Remo looked down critically and slowly pointed at Solly's face.
"You… have some sauce on your cheek," he said. He reached over and pulled a soiled tissue from Weinstein's desk between Irving, who was snoring, and Jacob, whose blood was bubbling between his mashed teeth.
"Thank you," said Texas Solly, wiping his mouth. "You'll let me explain?"
"Go ahead," said Remo.
"These guys weren't for you," Texas Solly began hurriedly, picking himself off his knees and waving at the hulks on his desk. "I was being bugged by an antimeat group recently and…"
"Wait a minute," said Remo. "Was this a bunch of twits waving signs and screaming about swine flu? A redhead in charge?"
"Yeah, that's them," said Solly. "Were they your spies?"
"Never mind," said Remo. "Go ahead with your story."
"Yeah, well," said Solly. "I swore I'd have your shipment or your money today and I'm as good as my word. You can tell Jaccalini that he'll get his steaks and his money back too. You tell Jaccalini that's the stuff Texas Solly Weinstein is made of."
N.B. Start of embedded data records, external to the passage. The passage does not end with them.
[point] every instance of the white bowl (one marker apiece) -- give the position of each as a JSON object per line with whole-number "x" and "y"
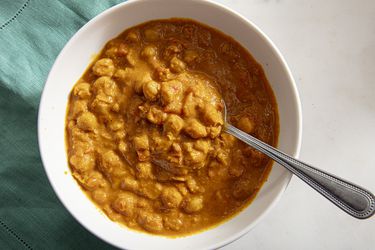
{"x": 74, "y": 59}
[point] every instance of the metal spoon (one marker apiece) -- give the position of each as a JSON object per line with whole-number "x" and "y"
{"x": 353, "y": 199}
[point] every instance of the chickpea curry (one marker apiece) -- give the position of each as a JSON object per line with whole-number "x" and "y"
{"x": 144, "y": 127}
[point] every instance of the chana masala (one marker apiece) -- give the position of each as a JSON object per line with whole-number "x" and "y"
{"x": 144, "y": 127}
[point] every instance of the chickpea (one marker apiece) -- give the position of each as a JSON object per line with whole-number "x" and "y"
{"x": 151, "y": 90}
{"x": 87, "y": 121}
{"x": 104, "y": 67}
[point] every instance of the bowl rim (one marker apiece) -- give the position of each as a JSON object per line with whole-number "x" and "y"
{"x": 278, "y": 55}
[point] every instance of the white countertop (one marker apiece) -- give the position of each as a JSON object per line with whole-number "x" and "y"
{"x": 330, "y": 48}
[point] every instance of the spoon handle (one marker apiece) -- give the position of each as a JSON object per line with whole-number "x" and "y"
{"x": 355, "y": 200}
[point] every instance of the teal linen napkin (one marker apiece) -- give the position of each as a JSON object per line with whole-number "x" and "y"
{"x": 32, "y": 33}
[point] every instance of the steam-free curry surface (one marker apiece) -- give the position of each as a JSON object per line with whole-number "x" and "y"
{"x": 145, "y": 123}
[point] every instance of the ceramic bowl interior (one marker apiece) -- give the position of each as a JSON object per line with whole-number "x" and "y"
{"x": 74, "y": 59}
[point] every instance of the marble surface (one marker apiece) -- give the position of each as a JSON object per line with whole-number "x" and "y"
{"x": 330, "y": 48}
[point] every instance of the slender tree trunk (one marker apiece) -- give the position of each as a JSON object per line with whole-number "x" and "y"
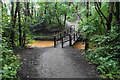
{"x": 19, "y": 22}
{"x": 87, "y": 6}
{"x": 50, "y": 15}
{"x": 12, "y": 22}
{"x": 117, "y": 12}
{"x": 65, "y": 19}
{"x": 77, "y": 12}
{"x": 110, "y": 16}
{"x": 32, "y": 9}
{"x": 59, "y": 23}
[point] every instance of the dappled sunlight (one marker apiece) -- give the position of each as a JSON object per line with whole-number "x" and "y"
{"x": 41, "y": 44}
{"x": 79, "y": 45}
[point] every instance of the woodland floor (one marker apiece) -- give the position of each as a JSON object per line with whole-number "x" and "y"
{"x": 49, "y": 62}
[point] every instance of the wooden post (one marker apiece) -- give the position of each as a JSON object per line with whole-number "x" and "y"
{"x": 70, "y": 40}
{"x": 62, "y": 42}
{"x": 54, "y": 41}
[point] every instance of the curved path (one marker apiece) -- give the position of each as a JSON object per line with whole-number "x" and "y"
{"x": 55, "y": 63}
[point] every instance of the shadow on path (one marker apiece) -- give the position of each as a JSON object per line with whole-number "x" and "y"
{"x": 57, "y": 62}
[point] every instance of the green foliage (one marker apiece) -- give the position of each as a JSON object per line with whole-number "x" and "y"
{"x": 107, "y": 49}
{"x": 10, "y": 62}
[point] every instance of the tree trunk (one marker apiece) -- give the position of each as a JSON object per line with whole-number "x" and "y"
{"x": 117, "y": 12}
{"x": 32, "y": 9}
{"x": 12, "y": 22}
{"x": 87, "y": 6}
{"x": 76, "y": 11}
{"x": 65, "y": 19}
{"x": 50, "y": 18}
{"x": 59, "y": 23}
{"x": 19, "y": 22}
{"x": 110, "y": 16}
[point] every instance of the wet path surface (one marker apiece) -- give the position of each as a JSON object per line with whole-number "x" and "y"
{"x": 50, "y": 62}
{"x": 55, "y": 63}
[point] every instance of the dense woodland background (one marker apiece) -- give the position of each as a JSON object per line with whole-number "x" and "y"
{"x": 99, "y": 21}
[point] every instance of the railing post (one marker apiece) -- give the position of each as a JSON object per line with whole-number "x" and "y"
{"x": 62, "y": 42}
{"x": 54, "y": 41}
{"x": 70, "y": 40}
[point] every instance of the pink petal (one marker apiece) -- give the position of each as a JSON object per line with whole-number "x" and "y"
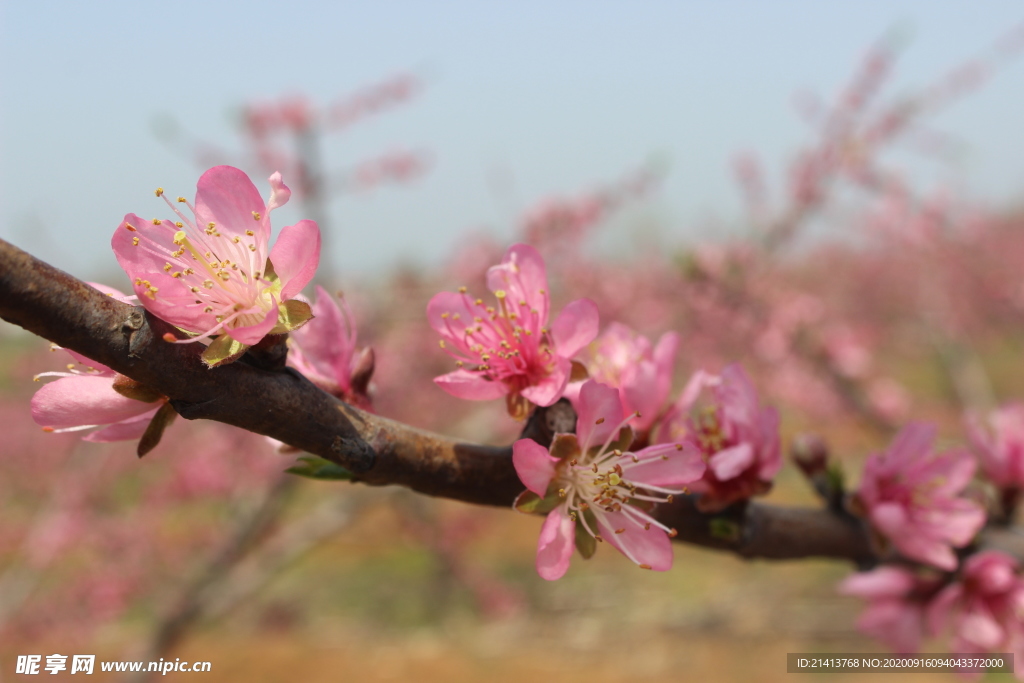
{"x": 650, "y": 547}
{"x": 737, "y": 395}
{"x": 253, "y": 333}
{"x": 226, "y": 197}
{"x": 599, "y": 415}
{"x": 731, "y": 462}
{"x": 73, "y": 401}
{"x": 522, "y": 274}
{"x": 554, "y": 548}
{"x": 939, "y": 607}
{"x": 534, "y": 464}
{"x": 471, "y": 386}
{"x": 550, "y": 388}
{"x": 681, "y": 467}
{"x": 127, "y": 430}
{"x": 913, "y": 440}
{"x": 925, "y": 549}
{"x": 981, "y": 628}
{"x": 574, "y": 328}
{"x": 295, "y": 256}
{"x": 280, "y": 193}
{"x": 327, "y": 343}
{"x": 770, "y": 455}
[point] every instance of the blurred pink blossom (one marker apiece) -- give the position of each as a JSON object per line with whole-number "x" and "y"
{"x": 509, "y": 348}
{"x": 738, "y": 438}
{"x": 983, "y": 608}
{"x": 896, "y": 599}
{"x": 911, "y": 497}
{"x": 1000, "y": 445}
{"x": 598, "y": 486}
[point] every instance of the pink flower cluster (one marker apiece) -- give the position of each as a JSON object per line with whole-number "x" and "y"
{"x": 737, "y": 437}
{"x": 911, "y": 497}
{"x": 507, "y": 349}
{"x": 981, "y": 609}
{"x": 213, "y": 273}
{"x": 593, "y": 488}
{"x": 325, "y": 350}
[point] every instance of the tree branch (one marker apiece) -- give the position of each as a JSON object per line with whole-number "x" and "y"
{"x": 287, "y": 407}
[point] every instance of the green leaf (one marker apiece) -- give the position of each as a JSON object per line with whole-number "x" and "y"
{"x": 155, "y": 431}
{"x": 586, "y": 544}
{"x": 292, "y": 314}
{"x": 222, "y": 350}
{"x": 530, "y": 503}
{"x": 724, "y": 528}
{"x": 314, "y": 467}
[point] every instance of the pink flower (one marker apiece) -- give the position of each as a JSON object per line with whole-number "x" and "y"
{"x": 325, "y": 351}
{"x": 738, "y": 438}
{"x": 508, "y": 348}
{"x": 1000, "y": 447}
{"x": 910, "y": 496}
{"x": 211, "y": 275}
{"x": 983, "y": 608}
{"x": 895, "y": 613}
{"x": 642, "y": 374}
{"x": 85, "y": 397}
{"x": 592, "y": 488}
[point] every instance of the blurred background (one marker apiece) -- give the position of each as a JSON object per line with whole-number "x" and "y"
{"x": 826, "y": 194}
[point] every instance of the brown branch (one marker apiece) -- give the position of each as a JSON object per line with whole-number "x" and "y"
{"x": 287, "y": 407}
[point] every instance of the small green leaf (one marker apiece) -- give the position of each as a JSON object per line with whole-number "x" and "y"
{"x": 724, "y": 528}
{"x": 586, "y": 544}
{"x": 292, "y": 314}
{"x": 164, "y": 417}
{"x": 530, "y": 503}
{"x": 564, "y": 446}
{"x": 222, "y": 350}
{"x": 314, "y": 467}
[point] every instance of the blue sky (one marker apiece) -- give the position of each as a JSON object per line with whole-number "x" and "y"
{"x": 555, "y": 96}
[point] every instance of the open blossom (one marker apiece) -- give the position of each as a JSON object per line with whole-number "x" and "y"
{"x": 1000, "y": 447}
{"x": 211, "y": 274}
{"x": 984, "y": 607}
{"x": 642, "y": 373}
{"x": 738, "y": 438}
{"x": 508, "y": 349}
{"x": 90, "y": 395}
{"x": 910, "y": 495}
{"x": 896, "y": 602}
{"x": 325, "y": 351}
{"x": 593, "y": 488}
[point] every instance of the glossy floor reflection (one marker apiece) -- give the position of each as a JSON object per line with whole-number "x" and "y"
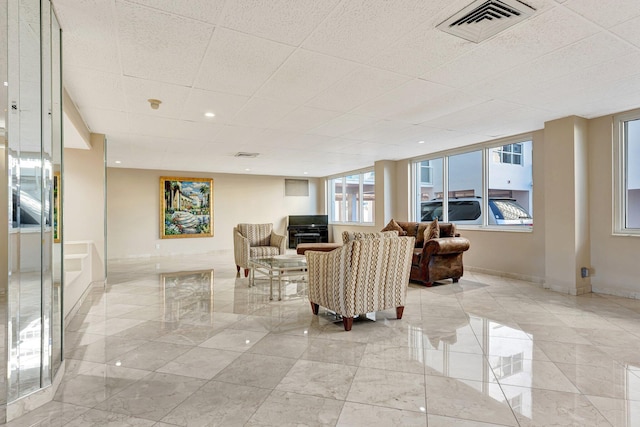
{"x": 184, "y": 342}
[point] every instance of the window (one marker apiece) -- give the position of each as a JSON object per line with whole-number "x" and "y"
{"x": 470, "y": 177}
{"x": 429, "y": 182}
{"x": 627, "y": 181}
{"x": 510, "y": 153}
{"x": 353, "y": 198}
{"x": 426, "y": 172}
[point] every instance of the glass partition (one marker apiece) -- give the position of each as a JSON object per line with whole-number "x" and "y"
{"x": 33, "y": 155}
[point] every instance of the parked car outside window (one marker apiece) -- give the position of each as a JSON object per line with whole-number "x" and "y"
{"x": 468, "y": 210}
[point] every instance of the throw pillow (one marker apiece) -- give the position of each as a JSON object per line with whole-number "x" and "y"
{"x": 393, "y": 225}
{"x": 348, "y": 236}
{"x": 432, "y": 231}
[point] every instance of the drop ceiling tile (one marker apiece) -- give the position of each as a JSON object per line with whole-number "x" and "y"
{"x": 239, "y": 63}
{"x": 599, "y": 48}
{"x": 138, "y": 91}
{"x": 259, "y": 112}
{"x": 629, "y": 31}
{"x": 280, "y": 20}
{"x": 571, "y": 92}
{"x": 403, "y": 100}
{"x": 159, "y": 46}
{"x": 81, "y": 85}
{"x": 422, "y": 50}
{"x": 233, "y": 136}
{"x": 526, "y": 41}
{"x": 89, "y": 34}
{"x": 150, "y": 125}
{"x": 106, "y": 121}
{"x": 606, "y": 13}
{"x": 343, "y": 124}
{"x": 473, "y": 117}
{"x": 304, "y": 118}
{"x": 441, "y": 105}
{"x": 303, "y": 76}
{"x": 202, "y": 10}
{"x": 362, "y": 85}
{"x": 358, "y": 29}
{"x": 225, "y": 106}
{"x": 382, "y": 130}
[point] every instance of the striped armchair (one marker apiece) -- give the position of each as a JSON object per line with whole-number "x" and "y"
{"x": 255, "y": 240}
{"x": 362, "y": 276}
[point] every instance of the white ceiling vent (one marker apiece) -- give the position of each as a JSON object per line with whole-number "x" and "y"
{"x": 246, "y": 155}
{"x": 485, "y": 18}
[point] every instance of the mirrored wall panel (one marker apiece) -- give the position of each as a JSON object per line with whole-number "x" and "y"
{"x": 33, "y": 156}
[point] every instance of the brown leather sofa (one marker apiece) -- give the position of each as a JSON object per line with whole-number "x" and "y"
{"x": 437, "y": 259}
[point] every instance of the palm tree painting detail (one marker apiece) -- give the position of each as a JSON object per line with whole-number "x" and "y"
{"x": 186, "y": 209}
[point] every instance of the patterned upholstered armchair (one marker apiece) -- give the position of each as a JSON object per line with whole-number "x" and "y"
{"x": 362, "y": 276}
{"x": 255, "y": 240}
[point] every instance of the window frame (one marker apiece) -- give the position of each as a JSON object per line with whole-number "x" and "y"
{"x": 502, "y": 152}
{"x": 361, "y": 205}
{"x": 619, "y": 168}
{"x": 487, "y": 149}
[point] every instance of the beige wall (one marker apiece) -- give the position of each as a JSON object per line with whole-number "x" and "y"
{"x": 84, "y": 200}
{"x": 133, "y": 203}
{"x": 614, "y": 259}
{"x": 134, "y": 209}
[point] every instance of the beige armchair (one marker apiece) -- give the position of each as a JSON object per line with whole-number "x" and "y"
{"x": 362, "y": 276}
{"x": 255, "y": 240}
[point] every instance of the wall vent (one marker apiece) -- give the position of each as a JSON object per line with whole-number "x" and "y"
{"x": 296, "y": 187}
{"x": 246, "y": 155}
{"x": 485, "y": 18}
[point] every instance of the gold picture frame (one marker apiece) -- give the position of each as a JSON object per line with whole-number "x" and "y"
{"x": 186, "y": 207}
{"x": 57, "y": 196}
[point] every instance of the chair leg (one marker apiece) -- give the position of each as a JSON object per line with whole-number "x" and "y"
{"x": 314, "y": 307}
{"x": 347, "y": 322}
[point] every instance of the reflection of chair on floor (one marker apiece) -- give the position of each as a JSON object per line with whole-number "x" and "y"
{"x": 255, "y": 240}
{"x": 363, "y": 276}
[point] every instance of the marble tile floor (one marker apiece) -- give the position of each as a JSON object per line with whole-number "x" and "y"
{"x": 185, "y": 342}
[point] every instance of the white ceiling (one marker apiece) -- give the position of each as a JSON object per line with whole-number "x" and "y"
{"x": 324, "y": 87}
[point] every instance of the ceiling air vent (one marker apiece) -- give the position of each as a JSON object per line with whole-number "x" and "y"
{"x": 485, "y": 18}
{"x": 244, "y": 155}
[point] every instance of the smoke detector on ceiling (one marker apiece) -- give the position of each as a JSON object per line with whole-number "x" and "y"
{"x": 485, "y": 18}
{"x": 154, "y": 103}
{"x": 246, "y": 155}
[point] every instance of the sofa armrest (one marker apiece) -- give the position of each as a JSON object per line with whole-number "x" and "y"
{"x": 278, "y": 241}
{"x": 445, "y": 245}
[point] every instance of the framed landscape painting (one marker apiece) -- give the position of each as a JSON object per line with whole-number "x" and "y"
{"x": 186, "y": 208}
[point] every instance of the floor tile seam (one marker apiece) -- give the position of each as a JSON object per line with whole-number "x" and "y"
{"x": 187, "y": 398}
{"x": 577, "y": 392}
{"x": 377, "y": 405}
{"x": 603, "y": 415}
{"x": 483, "y": 422}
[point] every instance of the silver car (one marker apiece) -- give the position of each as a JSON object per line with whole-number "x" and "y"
{"x": 468, "y": 210}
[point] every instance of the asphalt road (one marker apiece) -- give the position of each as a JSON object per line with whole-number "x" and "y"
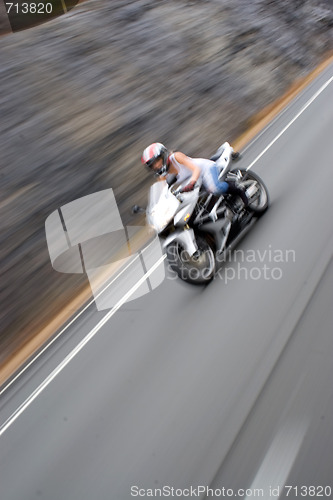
{"x": 226, "y": 386}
"That's terrific," said Remo, wondering if there could be two Texas Solly Weinsteins in Houston and if he had met the second one. "Where can I find him?"
"Who?" said Solly.
"Jaccalini," said Remo.
Texas Solly stared at Remo for a second. Then he laughed.
"Very funny, Rico. Very funny. You are Rico Shapiro, aren't you?"
Remo shook his head. "Never heard of him," he said.
Texas Solly's laugh took on a brittle quality and his smile grew lopsided. He slowly, moved behind his desk, putting his hand under the top drawer, as if for, support.
Remo moved over and pushed the alarm mechanism into the floor by pressing his palm through the top of the desk. Texas Solly felt the alarm system brush by his crooked finger.
He swallowed very slowly, looking from the palm-shaped hole in his desk to Remo's face.
"I'm the man from Hebrew National," said Remo. "Talk to me. And no baloney."